Electric potential is defined as the energy per unit charge due to an electric field. Space without an electric field is defined as having zero potential. An equipotential is a line or surface on which the potential is a constant value. Therefore no work is done against the electric force moving along an equipotential. On diagrams equipotentials always cross field lines at right angles.

\spec{understand the relationship between electric field and potential gradient, and recall and use $E = -\frac{dV}{dX}$}

The strength of the electric field at any point is equal to the negative of the potential gradient. This can be seen most easily in a uniform field. If a unit charge is moved through a distance $\Delta x$ within a uniform field $E$ then the work done, $F\Delta x = -q\Delta V$ (for a unit charge). The negative sign comes from the fact that if the force is doing work on the charge it must be moving in the opposite direction to the force on that charge. Thus, the change in energy per unit charge is given by $\Delta V = -\frac{F}{q}\Delta x$. As $\frac{F}{q}$ is the field strength $E$, this can be rearranged to give $E = -\frac{\Delta V}{\Delta x}$. This can be generalised for a non-uniform field as
\[ E = - \frac{dV}{dx} \]

\spec{recognise and use \[ F = \frac{Q_1 Q_2}{4\pi\epsilon_0 r^2} \] for point charges}

The equation above is known as Coulomb's law and enables the calculation of the force between two point charges separated by a distance $r$.
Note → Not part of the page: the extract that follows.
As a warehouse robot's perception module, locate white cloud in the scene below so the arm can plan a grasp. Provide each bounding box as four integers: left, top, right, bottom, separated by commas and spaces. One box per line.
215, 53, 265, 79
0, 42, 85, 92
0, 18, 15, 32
\spec{derive and use $E = \frac{Q}{4\pi\epsilon_o r^2} $ for the electric field due to a point charge}

This is simply from the definition of electric field strength:

\[ E = \frac{F}{Q} = \frac{1}{Q_2} \frac{Q_1 Q_2}{4\pi\epsilon_0 r^2} = \frac{Q}{4\pi\epsilon_o r^2} \]

\spec{*use integration to derive $W = \frac{Q_1 Q_2}{4\pi\epsilon_0 r}$ from $F=\frac{Q_1 Q_2}{4\pi\epsilon_0 r^2}$ for point charges}

Since free space is defined as having zero potential, the electrostatic potential energy, $W$, of a particle is equal to the work done by the field moving the particle from a distance $r$ to infinity. Since work done is equal to $\int F dx$ it follows:
\[ W = \int_{r}^\infty \frac{Q_1 Q_2}{4\pi\epsilon_0 r^2} dr = \frac{Q_1 Q_2}{4\pi\epsilon_0 r}\]

You can define this alternatively by thinking about the work done bringing a charged particle from infinity to a distance $r$. If you do this it is important to remember that $F$ acts in the opposite direction to $r$ so the limits of integration are reversed and the formula has a minus sign, thus reaching the same answer.

\spec{*recognise and use $W = \frac{Q_1 Q_2}{4\pi\epsilon_0 r }$ for the electrostatic potential energy for point charges.}

This is simply applying the equation above. This will allow the calculation of changes in potential energy and possibly transfer to other forms of energy (e.g. kinetic).

\end{document}